When we talk of coastal shipping, it has to connect to inland waterways to cover the last leg of the cargo transit for reaching the hinterland. But Indian rivers are seasonal and it is difficult to maintain a uniform draft throughout the length of the river. Elaborating on this aspect, Cdr Prashant Kumar Srivastava, Chief of Hydrographic, IWAI said, unlike the seaports that have a small geographic area, rivers run through different states. For instance, Ganga runs through three different states. So maintaining a uniform LAD is a challenge so the entire length of the river is divided into different stretches based on LAD variation. This is the reason why IWAI has roped in the German company to design ships with a flat bottom that can float in a lesser draft of 2.5 metres.

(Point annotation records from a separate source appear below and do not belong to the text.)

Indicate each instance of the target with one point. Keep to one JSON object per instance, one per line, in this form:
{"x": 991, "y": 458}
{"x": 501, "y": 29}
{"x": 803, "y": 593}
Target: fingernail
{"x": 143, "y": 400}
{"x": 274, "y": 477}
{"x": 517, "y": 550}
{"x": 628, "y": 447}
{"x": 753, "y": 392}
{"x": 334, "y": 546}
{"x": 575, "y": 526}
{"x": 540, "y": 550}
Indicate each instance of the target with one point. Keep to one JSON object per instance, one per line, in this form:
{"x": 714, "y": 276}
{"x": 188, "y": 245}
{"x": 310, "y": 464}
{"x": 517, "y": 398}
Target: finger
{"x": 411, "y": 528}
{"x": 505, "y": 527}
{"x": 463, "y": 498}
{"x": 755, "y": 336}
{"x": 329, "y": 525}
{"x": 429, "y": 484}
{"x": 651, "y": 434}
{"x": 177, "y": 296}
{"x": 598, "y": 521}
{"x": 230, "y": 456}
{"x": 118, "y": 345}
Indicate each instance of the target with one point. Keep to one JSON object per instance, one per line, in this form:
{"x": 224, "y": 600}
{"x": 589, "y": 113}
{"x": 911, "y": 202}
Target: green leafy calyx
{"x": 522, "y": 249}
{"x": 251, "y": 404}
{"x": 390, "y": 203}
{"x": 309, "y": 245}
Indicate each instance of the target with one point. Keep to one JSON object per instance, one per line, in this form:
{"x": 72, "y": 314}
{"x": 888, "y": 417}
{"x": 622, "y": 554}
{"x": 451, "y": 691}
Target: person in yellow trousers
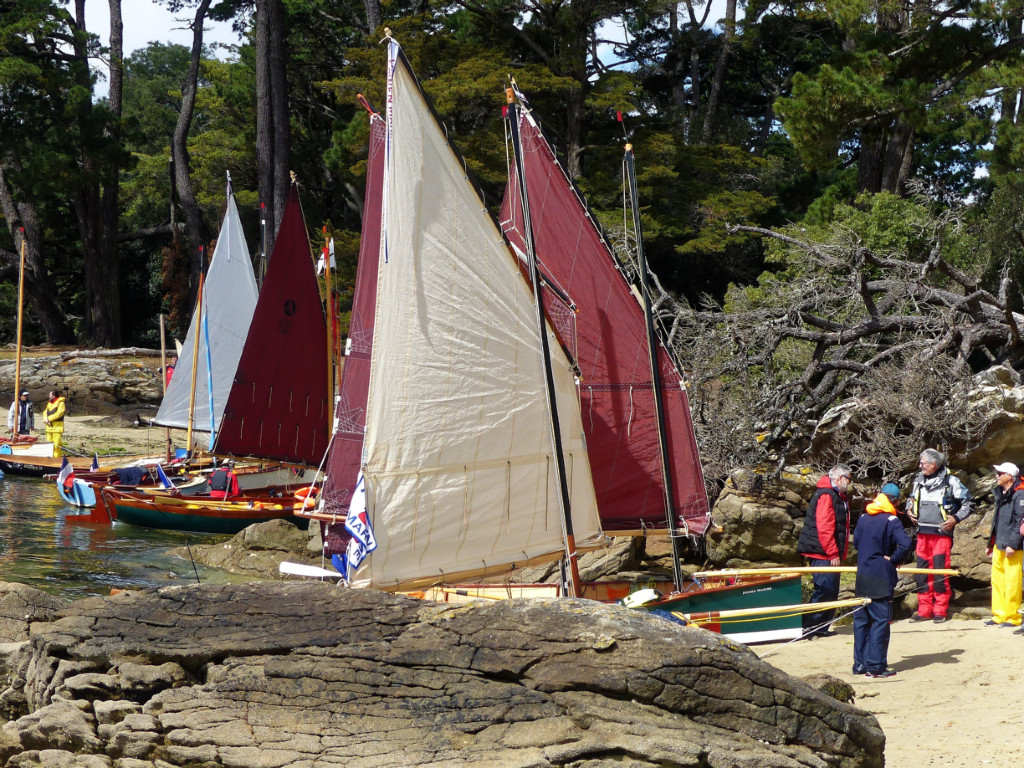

As the discussion on coastal shipping continued, Ahamedul K Chowdhury, CEO, Pangaon Inland Container Terminal presented a detailed account of Indo-Bangla coastal shipping. Coastal shipping is a relatively new concept in Bangladesh. There are sufficient imports (about $6.1 billion) coming from India into Bangladesh, but exports from Bangladesh to India are only $462 million. India is the largest exporter of raw cotton to Bangladesh. Lack of return cargo is a major constraint for growth of coastal shipping. On the Bangladesh side, to make coastal shipping attractive tariffs have been reduced at Pangaon Terminal and discounts are being offered for cargo moving to Chittagong via Pangaon. Shipping a container from India to Chittagong costs $80 per teu, but shipping to Pangaon costs only $20 per teu and operational savings will be 62 per cent.

Sajan B Nair, Secretary General, Federation of Indian Coir Export Association, presented the case of coir industry in Kerala. The coir industry in Kerala imports jute from Kolkata and it takes 3-4 days by road to bring jute from Kolkata to Kerala where it is processed to produce mats and other floor coverings. Recently the coir industry in Kerala has explored that jute can also be transported in containers and Shreyas Shipping is providing the coastal service for moving jute to Kerala. The main constraints in this process are the jute industry in Kolkata is highly disorganised, the transit time is long (15-20 days) by coastal shipping, but it is slightly cheaper than road. In the current scenario of coir production and exports in Kerala, 2000 teu containers can easily be exported in a year, provided the transit time is brought down. The US is a huge market for jute products which Kerala can explore.

A positive sign is that coastal shipping is increasing on the east coast and Sravan Shipping is providing a dedicated fortnightly service connecting Kolkata, Vizag and transshipping to Cochin via Krishnapatnam, informed Sravan Kumar, Director, Sravan Shipping. A lot of rice is being exported to Cochin and tiles are being brought to Gujarat via Mundra, Rajasthan marbles are being shipped from Mundra to Vizag. The bottleneck in coastal shipping is poor last-mile connectivity and multiple handling which pushes the cost and time for moving the cargo to destination.